Le journal L’Opinion révèle que le syndicat professionnel des instituts de sondage, le Syntec, a décidé de répondre aux attaques dont ils sont la cible.

C’est vrai que les sondeurs ont en général, auprès des hommes et des femmes politiques, une belle tête de coupable. Les critiques ont été rudes, ces temps-ci. Jean-Luc Mélenchon dénonce le biais statistique qui fait que les sondeurs n’interrogeraient pas les abstentionnistes, une catégorie d’électeurs qui sont (dit-il) très favorables à La France Insoumise. Nicolas Dupond-Aignan affirme que les sondages sont faux et qu’ils orientent « subliminalement et psychologiquement » le vote des gens. Quant à Anne Hidalgo, à la peine avec 4 à 6% d’intentions de vote, la maire socialiste de Paris rappelle que lors de son élection, les sondeurs l’avaient donnée battue avec 10 points de retard sur son adversaire de l’époque, Nathalie Kosciusko-Morizet (ce qui est totalement faux). Bref, haro sur les sondages…

Il y a tout de même un fait, incontestable celui-là : les sondages se trompent souvent.

C’est vrai. On a tous en mémoire l’erreur de pronostic sur la poussée du vote Le Pen aux dernières élections régionales. Selon la plupart des sondages, le Rassemblement national devait emporter une et peut-être même deux régions. Il n’en a décroché aucune. Mais les bugs les plus spectaculaires, on les a eus à l’occasion de campagnes électorales pour la présidentielle. Je pense aux sondages qui donnaient Alain Juppé quasiment déjà élu, huit mois avant le scrutin. Ou, plus fracassant encore, l’élimination de Lionel Jospin et de la gauche à la présidentielle de 2002.

Et que répondent les instituts de sondage ?

Que les études d’opinion mesurent les intentions de vote de la population à un instant T, et pas pour dans six mois. En gros, la question posée, c’est : « si l’élection avait lieu dimanche, pour qui voteriez-vous ? ». Ce n’est donc pas une prédiction, mais une mesure. Ils répondent aussi, par exemple à la critique de Jean-Luc Mélenchon sur les abstentionnistes, que les avis tous ceux qui expriment ne serait-ce qu’un simple souhait d’aller voter sont pris en compte. Bref, les instituts de sondage se défendent sur le plan technique.

Et est-ce que ça suffira à faire taire les critiques ?

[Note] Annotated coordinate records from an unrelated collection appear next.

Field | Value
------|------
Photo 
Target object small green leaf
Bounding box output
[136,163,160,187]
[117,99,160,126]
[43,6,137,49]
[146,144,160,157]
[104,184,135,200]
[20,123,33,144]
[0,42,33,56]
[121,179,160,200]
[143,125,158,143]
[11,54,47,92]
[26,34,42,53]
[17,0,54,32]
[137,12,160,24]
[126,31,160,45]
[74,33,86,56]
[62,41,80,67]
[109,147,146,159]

Oui et non. Parce que le plus savoureux, dans cette dénonciation des sondages, c’est qu’elle est à géométrie variable. Lorsque les chiffres sont bons, les hommes et les femmes politiques s’en servent sans difficulté : Xavier Bertrand par exemple tire des sondages l’argument selon lequel il est le mieux placé pour battre Emmanuel Macron au second tour (il s’appuie sur les études d’opinion pour déclencher un vote utile). Eric Zemmour mène sa cavalcade médiatique en espérant décrocher Marine Le Pen dans les sondages pour l’amener à se retirer de la course à l’Elysée. J’ajoute que tous, candidats et non-candidats, partis politiques et médias, tous commandent des sondages. Et de plus en plus. La Commission des sondages, qui surveille le secteur, rappelle qu’il y avait eu 150 sondages pour la présidentielle de 1995, puis environ 200 en 2002, 300 cinq ans plus tard, 400 en 2012 et 560 à la dernière élection. Aucune chance que ça s’arrête.

Il n’y aura pas de projet d’interdiction ?

Non, et d’ailleurs, Internet et les réseaux sociaux permettraient immédiatement de sortir des études, sans qu’on n’ait la moindre garantie sur les méthodes d’enquête. Non, le mieux, c’est d’admettre que les sondages participent effectivement à la formation de l’opinion publique, mais qu’ils ne sont qu’un reflet ou un accélérateur des tendances. Et du côté du petit monde politique, le mieux, c’est de se souvenir de cette phrase que Jacques Chirac tenait de sa grand-mère : « Il faut mépriser les hauts et repriser les bas ».